Luego del impacto inicial, en determinado momento me di cuenta que la comida dejaba de ser el centro de las reuniones y de las salidas fuera de casa -el centro pasó a ser el reunirme o el salir con amigos o familia-. Me frustré muchas veces. Sí. Cuando no me tenían en cuenta a la hora de organizar una reunión o al no encontrar absolutamente nada para ingerir en algún determinado lugar. Pero fueron las menos. La mayoría de las veces mis amigos se esfuerzan por preparar comida para mí, probando nuevas recetas, y en todos los lugares del mundo donde he estado he encontrado algo -aunque mínimo- para calmar el hambre.

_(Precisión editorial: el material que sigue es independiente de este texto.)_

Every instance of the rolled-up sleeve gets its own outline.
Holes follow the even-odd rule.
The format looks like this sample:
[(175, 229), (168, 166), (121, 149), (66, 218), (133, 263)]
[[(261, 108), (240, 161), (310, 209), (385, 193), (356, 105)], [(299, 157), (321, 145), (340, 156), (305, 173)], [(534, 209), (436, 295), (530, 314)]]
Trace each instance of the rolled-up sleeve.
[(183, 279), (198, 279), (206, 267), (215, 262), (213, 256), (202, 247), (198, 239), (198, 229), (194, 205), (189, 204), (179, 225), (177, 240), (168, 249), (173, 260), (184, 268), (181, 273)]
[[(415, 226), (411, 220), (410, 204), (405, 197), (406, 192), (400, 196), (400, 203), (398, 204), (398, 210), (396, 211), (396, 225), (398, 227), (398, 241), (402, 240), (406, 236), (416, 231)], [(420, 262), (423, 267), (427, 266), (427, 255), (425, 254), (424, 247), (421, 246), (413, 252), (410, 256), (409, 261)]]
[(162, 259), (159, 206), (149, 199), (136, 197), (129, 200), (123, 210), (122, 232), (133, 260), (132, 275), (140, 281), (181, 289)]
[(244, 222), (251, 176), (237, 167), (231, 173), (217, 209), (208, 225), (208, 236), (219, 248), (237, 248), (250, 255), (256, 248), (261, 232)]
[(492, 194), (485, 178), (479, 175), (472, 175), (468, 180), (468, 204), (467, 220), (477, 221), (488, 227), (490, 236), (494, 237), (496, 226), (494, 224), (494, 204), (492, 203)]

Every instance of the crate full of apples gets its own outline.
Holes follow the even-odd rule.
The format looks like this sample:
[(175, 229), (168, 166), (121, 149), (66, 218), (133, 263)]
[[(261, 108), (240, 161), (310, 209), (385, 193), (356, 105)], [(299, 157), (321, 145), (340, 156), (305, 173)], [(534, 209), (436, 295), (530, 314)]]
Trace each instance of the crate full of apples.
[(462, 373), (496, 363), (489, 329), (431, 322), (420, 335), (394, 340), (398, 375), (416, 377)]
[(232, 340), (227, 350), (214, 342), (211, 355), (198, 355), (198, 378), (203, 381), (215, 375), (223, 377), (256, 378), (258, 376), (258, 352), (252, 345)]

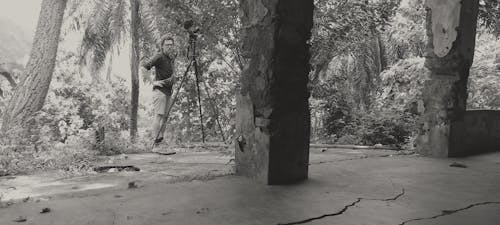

Y luego tuve la oportunidad de viajar. Primero por estudios, después porque uno le agarra el gustito. El viajar abre los ojos a nuevos estímulos de todo tipo, y depende de que cada uno esté dispuesto a -o se permita- encontrar. Y además, el mundo está a la mano.

  Ramen gluten free. Tokyo. Japón. 2017/

Como celíaca, una de aquellas cosas a buscar por el mundo, son los alimentos sin gluten. Y estar dispuesto a investigar, probar y aprender a no tentarse con alguna delicia no apta. Soy de la idea de que hay que intentar comer platos e ingredientes locales. Me resulta muy extraño las personas que independientemente del país en que se encuentren, buscan comer lo conocido -misma hamburguesa, misma pizza, mismo sabor universal- porque creen a priori que no va a gustarles la comida del lugar -o peor aún, estar convencidos de que “es rara”-. Conocer un país por la comida, es un manera muy interesante de acercarse a la cultura local. Los ingredientes, sabores y olores de las especies y condimentos tiene su impronta muy asociada a la historia del lugar. Muchas veces los celíacos nos tenemos que conformar sólo con los olores. No podemos probar todo, pero sí buscarle la vuelta. Para esto, la preparación previa es una parte importante del viaje. Investigar sobre cuales son los ingredientes básicos del país, los platos típicos y posibles lugares para comer seguros, es clave para tener un panorama acerca de lo que nos vamos a encontrar.

Y dejarse llevar. Quitar a la comida como el centro del viaje y fascinarse con los paisajes urbanos y naturales que tiene este planeta.